Indonesian human rights lawyer Veronica Koman is allegedly hiding in Australia. Jakarta wants her back to face charges of inciting race riots through social media statements. So far these demands have been low key but if inflated could ramp tensions.
In Strangers Next Door? Melbourne academics Tim Lindsey and David McRae put the problem plainly: ‘There are no two neighbouring countries anywhere in the world that are more different than Indonesia and Australia. They differ hugely in religion, language, culture, history, geography, race, economics, worldview and population.
‘In fact, Indonesia and Australia have almost nothing in common other than the accident of geographic proximity. This makes their relationship turbulent, volatile and often unpredictable.’
The Bill Gates-George Soros plot to control the world through micro-chipped vaccines is mild paranoia compared with the chauvinists’ belief the West plans to dismember Indonesia’s ‘Unitary State’ and seize its mineral wealth. Disabusing our neighbours of this lunacy is going to need more than chants about concord.
Indonesia will only get bigger. Like it or not, politicians and public servants need to engage or bequeath a future of hostilities. Ambassador Gary Quinlan, 69, is in Canberra for health reasons. He’ll retire next year and tipped to be replaced by Penny Williams, 57.
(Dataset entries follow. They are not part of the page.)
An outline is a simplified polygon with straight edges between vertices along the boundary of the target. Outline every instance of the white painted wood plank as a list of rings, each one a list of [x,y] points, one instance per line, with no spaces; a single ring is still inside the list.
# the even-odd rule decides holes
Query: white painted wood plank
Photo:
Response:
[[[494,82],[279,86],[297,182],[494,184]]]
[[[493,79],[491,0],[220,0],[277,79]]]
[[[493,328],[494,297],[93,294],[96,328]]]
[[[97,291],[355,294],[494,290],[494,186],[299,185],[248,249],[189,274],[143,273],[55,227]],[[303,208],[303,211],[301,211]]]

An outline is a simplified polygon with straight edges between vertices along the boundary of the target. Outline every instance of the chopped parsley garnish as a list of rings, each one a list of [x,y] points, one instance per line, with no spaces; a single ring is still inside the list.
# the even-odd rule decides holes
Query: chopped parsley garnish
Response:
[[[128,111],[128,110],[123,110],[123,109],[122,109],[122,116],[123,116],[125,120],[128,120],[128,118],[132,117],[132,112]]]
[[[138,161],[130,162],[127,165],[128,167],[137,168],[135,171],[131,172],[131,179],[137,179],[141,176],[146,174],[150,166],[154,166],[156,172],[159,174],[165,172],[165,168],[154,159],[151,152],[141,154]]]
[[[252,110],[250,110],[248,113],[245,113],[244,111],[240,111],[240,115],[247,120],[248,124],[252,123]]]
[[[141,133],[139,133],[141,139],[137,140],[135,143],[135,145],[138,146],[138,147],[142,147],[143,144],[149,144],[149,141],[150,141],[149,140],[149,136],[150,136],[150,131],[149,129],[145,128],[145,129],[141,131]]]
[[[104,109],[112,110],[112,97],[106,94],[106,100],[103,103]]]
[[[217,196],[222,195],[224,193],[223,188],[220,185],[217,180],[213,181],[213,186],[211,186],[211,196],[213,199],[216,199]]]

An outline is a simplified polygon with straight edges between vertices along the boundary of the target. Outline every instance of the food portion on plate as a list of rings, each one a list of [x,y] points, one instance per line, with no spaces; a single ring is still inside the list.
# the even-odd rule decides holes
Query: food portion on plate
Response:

Williams was an exchange student in Indonesia during the 1980s and High Commissioner to Malaysia last decade. It’ll be a tough gig, but the first woman to head the Jakarta post is well qualified and likely to get noticed by the media.
An Indonesian and Arabic speaker, the mother of four has been Australia’s Global Ambassador for Women and Girls. In that role she was a strong though careful advocate focussing on the economic advantages of education to boost development rather than the human rights argument. Diehard patriarchs don’t see women’s rights as universal but a Western threat.
In 2012 she
was in Jakarta singing the required verse: ‘For Australia, there is no more
important relationship than with Indonesia.’ As boss of our biggest embassy she’ll get the
chance to change the STD lyrics. How
about Stratagems to Trash Disinformation?